The president of China topped the Power 100 list in 2017. Here, Worth looks back at Xi Jinping’s path to power, the power play that landed him in the top spot and where he is now.
What We Said Then
Path to Power: Xi, 64, grew up in a family committed to the Communist Party; his father was a revolutionary who eventually became vice premier. Xi himself has spent more than four decades in the party, becoming familiar with every nook and cranny of the Chinese state apparatus, and rising to chairman in 2012. In 2013, he became president of the country. Xi is deft at dispatching his enemies, taking action in a quiet and deliberate way. He’s also an accomplished diplomat and has cultivated many friends, both in emerging economies and, increasingly, in the developed world as well.

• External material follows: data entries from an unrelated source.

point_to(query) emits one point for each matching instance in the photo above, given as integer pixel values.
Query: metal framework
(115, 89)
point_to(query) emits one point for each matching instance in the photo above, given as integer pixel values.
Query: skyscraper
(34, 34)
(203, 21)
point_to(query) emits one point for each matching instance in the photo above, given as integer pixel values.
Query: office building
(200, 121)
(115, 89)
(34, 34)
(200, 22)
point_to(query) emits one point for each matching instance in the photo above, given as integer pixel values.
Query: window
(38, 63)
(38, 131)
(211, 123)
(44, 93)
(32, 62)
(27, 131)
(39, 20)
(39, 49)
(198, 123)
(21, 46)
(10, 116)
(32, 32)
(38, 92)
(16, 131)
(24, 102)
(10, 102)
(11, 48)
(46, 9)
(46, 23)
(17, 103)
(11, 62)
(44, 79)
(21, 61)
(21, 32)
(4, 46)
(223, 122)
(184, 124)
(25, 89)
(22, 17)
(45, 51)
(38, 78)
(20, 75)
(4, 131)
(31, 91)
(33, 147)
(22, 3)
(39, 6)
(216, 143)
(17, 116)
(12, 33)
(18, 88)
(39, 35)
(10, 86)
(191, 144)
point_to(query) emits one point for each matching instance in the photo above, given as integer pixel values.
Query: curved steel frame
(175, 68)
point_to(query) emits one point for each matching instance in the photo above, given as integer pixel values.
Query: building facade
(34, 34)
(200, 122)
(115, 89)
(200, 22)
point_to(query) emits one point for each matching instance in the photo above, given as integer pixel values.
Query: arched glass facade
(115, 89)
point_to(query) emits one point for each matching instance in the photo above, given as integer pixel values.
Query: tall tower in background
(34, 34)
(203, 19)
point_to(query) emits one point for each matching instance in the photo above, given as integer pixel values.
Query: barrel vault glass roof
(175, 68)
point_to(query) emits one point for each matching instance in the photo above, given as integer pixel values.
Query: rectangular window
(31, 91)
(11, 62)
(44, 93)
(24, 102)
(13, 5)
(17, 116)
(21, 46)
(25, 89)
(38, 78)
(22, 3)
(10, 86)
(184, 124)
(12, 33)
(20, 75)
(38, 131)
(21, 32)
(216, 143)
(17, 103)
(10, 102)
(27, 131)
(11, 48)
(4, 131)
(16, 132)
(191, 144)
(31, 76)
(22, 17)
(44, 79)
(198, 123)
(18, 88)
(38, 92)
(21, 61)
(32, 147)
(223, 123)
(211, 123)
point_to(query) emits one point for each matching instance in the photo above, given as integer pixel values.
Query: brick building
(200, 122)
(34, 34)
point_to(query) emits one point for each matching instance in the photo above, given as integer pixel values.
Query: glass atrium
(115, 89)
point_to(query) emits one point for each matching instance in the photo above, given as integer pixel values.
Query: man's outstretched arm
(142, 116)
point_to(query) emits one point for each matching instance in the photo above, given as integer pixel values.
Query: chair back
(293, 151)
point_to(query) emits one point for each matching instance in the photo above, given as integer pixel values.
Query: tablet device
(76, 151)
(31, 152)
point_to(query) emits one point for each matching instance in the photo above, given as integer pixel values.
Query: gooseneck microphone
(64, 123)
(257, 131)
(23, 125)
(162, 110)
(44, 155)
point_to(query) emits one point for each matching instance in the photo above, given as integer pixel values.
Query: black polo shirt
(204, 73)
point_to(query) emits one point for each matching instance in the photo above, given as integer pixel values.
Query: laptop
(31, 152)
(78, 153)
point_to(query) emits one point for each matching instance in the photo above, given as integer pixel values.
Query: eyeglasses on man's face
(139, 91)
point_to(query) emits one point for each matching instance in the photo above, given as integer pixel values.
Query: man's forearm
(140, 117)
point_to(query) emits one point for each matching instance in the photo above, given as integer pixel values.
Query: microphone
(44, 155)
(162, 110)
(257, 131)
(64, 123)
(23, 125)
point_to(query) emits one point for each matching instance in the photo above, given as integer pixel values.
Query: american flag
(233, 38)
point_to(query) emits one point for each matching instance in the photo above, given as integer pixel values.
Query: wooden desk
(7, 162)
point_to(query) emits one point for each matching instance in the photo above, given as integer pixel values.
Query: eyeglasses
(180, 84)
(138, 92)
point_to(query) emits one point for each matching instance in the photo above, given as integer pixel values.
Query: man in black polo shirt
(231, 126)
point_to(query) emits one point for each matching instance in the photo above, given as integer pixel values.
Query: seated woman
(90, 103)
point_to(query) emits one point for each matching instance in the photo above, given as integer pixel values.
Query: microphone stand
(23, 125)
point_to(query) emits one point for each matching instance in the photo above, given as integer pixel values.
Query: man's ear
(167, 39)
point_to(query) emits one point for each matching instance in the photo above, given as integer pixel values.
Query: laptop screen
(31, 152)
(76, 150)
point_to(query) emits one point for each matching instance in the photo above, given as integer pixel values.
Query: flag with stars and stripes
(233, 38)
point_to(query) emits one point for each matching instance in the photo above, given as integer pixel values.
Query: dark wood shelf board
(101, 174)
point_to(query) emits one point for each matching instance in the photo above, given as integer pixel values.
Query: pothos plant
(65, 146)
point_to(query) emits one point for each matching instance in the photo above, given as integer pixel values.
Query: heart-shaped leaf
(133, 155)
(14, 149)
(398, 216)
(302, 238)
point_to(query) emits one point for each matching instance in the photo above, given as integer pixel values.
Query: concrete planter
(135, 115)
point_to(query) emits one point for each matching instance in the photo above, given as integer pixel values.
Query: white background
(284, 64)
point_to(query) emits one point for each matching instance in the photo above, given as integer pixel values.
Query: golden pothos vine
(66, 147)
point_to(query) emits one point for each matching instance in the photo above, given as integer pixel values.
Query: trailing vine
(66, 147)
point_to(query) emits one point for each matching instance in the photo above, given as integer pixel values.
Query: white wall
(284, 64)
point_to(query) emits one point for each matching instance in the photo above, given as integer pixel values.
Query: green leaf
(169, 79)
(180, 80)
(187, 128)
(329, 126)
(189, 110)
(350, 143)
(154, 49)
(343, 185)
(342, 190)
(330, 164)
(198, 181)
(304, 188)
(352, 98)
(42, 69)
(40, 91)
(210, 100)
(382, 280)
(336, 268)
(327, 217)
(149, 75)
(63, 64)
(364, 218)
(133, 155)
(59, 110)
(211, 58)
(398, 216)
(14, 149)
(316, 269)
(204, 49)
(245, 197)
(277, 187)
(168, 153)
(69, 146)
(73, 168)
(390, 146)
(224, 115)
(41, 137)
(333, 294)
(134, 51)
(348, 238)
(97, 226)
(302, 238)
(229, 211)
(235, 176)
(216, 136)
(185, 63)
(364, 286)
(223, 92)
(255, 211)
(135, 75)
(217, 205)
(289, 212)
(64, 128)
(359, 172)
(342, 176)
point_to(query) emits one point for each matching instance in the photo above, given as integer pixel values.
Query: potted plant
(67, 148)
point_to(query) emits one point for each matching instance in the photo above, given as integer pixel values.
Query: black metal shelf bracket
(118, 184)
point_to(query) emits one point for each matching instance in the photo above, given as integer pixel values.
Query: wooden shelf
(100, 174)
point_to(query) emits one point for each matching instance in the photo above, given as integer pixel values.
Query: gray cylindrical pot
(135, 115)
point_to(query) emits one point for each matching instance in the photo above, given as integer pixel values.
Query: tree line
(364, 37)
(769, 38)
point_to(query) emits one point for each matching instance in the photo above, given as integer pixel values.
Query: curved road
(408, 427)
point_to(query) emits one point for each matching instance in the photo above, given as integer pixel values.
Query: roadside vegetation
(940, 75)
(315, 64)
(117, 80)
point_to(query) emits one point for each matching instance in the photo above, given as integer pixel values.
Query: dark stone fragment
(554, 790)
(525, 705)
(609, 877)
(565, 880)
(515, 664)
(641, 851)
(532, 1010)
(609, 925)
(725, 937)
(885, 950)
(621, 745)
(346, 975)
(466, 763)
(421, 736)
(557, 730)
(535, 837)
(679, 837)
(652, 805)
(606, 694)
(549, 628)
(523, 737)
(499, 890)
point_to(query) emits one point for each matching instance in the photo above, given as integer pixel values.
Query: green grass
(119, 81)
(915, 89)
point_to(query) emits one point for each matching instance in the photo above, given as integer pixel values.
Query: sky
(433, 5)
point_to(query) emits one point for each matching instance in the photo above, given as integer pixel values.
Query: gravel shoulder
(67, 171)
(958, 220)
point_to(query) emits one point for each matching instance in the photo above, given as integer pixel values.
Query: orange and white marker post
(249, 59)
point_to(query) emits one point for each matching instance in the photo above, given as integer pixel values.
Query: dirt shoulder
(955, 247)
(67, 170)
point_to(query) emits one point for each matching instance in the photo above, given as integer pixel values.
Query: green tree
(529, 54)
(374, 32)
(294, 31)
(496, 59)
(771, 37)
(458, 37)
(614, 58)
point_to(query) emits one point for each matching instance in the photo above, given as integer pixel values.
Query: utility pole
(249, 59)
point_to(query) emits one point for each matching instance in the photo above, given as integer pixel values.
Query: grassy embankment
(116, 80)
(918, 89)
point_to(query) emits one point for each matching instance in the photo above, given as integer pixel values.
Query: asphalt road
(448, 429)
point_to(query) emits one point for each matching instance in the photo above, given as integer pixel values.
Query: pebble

Power Play: As the United States has stepped back from global leadership, particularly in Asia and the Pacific, China is quickly filling the void. From deploying his nation’s massive economic resources through foreign infrastructure projects to launching new aircraft carriers, Xi has literally begun projecting Chinese power into new places. Within months of President Trump’s withdrawal from the Trans-Pacific Partnership trade deal, China initiated trade talks with the other member nations as well as South Korea. Similarly, when Trump withdrew the U.S. from the Paris Agreement, Xi raised a potent call for global cooperation on climate change, warning about a risk to the global economy. And in response to rumblings of a trade war between China and the United States, Xi addressed the World Economic Forum in Davos in January, saying that “protectionism is like locking oneself in a dark room. Wind and rain may be kept outside, but so are light and air.” In a bizarre but profound shift, Xi, a Communist with autocratic tendencies and an iron grip on domestic power, has become the global voice of free trade and international cooperation.
Where Xi is Now
Political life has gotten even more complicated for Xi in the past two years. While President Trump’s tariffs on Chinese goods are hurting American consumers, farmers and manufacturers, they’re making life uncomfortable for Xi as well. The same holds for Trump’s push to ban Chinese tech giant Huawei from any commercial relations with the United States. Both phenomena are not only affecting U.S.-China relations and the Chinese economy; they’re creating rumblings globally. To protect themselves against tariffs, many American firms are moving manufacturing from China to other Asian nations, while global tech firms are jumping to fill the Huawei vacuum. Diplomatically, Xi is still pushing outward, positioning himself as a diplomatic broker between Trump and North Korea’s Kim Jong Un. But his internal challenges are growing.